Juvia hadn't decided if she was or not. Sitting there last night, looking across the bar at Gray as he realized that she was at someone else's table, gave her a very mean sense of gratification. And a whole lot of shame as soon as she placed it. It was nice to be wanted, though, wasn't it? Even if it's a cheap thrill? Meaningless? It hurt her heart. If Gray can do it…
It was worse when he did it, though. He knew the person he was doing it with. Or at least, that's what she told herself. Whether or not she believed the lie was a different story.
Riley searched her eyes. "Are you uncomfortable with last night?"
So very much. Juvia tightened her hold on the gemstone she clutched. "It's fine."

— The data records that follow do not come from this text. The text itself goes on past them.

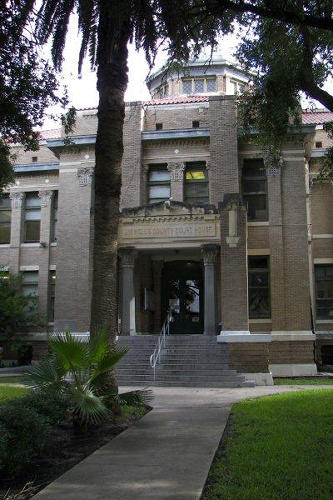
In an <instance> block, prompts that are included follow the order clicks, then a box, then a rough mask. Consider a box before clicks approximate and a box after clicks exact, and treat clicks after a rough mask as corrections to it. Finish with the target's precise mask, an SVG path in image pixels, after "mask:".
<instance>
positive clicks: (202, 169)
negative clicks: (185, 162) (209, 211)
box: [184, 162, 209, 205]
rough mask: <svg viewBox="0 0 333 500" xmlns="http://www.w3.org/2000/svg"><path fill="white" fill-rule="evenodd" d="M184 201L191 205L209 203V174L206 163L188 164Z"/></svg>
mask: <svg viewBox="0 0 333 500" xmlns="http://www.w3.org/2000/svg"><path fill="white" fill-rule="evenodd" d="M184 201H185V203H191V204H201V205H202V204H206V203H209V187H208V174H207V169H206V165H205V162H193V163H187V164H186V169H185V185H184Z"/></svg>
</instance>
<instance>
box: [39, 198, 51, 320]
mask: <svg viewBox="0 0 333 500" xmlns="http://www.w3.org/2000/svg"><path fill="white" fill-rule="evenodd" d="M53 194H54V192H53V191H39V193H38V196H39V198H40V206H41V221H40V222H41V224H40V241H41V244H42V245H43V249H42V252H41V253H40V257H39V262H38V264H39V273H38V296H39V299H38V308H39V311H40V312H41V314H43V316H44V317H45V318H47V315H48V297H49V267H50V242H51V211H52V198H53ZM44 245H45V246H44Z"/></svg>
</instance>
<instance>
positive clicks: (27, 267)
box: [20, 266, 39, 271]
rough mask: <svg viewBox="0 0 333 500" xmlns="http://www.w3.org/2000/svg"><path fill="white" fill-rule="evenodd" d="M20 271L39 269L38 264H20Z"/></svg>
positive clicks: (28, 270)
mask: <svg viewBox="0 0 333 500" xmlns="http://www.w3.org/2000/svg"><path fill="white" fill-rule="evenodd" d="M20 271H39V266H20Z"/></svg>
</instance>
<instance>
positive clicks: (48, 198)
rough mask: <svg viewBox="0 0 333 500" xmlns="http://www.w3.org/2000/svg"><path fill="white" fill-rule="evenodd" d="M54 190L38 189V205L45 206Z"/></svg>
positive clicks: (42, 206) (48, 200) (52, 193)
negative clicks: (39, 204)
mask: <svg viewBox="0 0 333 500" xmlns="http://www.w3.org/2000/svg"><path fill="white" fill-rule="evenodd" d="M53 194H54V191H39V193H38V197H39V198H40V206H41V207H47V206H48V205H49V203H50V201H51V200H52V198H53Z"/></svg>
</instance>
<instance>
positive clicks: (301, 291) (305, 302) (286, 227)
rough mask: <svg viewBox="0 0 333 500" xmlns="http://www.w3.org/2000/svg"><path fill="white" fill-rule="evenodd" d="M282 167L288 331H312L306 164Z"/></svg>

"Are you sure? It was kind of forward, especially after you told me about…"
Juvia expected him to be a little shamefaced. He didn't blush at all. She did enough for the both of them. "It was… welcomed at the time."
"That's good to know." Riley rubbed his face tiredly.
The jewel Juvia held in her hand burned, telling her to get moving before she couldn't. It was rude to just duck out, but she was very, very close.
"I'm off tonight, too," Riley said. "Are you going to be around here again?"
Juvia hesitated, unsure of what to say. "I… don't know. Maybe."
Riley grinned toothily. "I'll get us a table."
Juvia smiled in a way that was dismissive. "I'll keep my eye out, if I decide to go." She made a break for it, needing to get to Gray before the stone burned a hole right through her palm.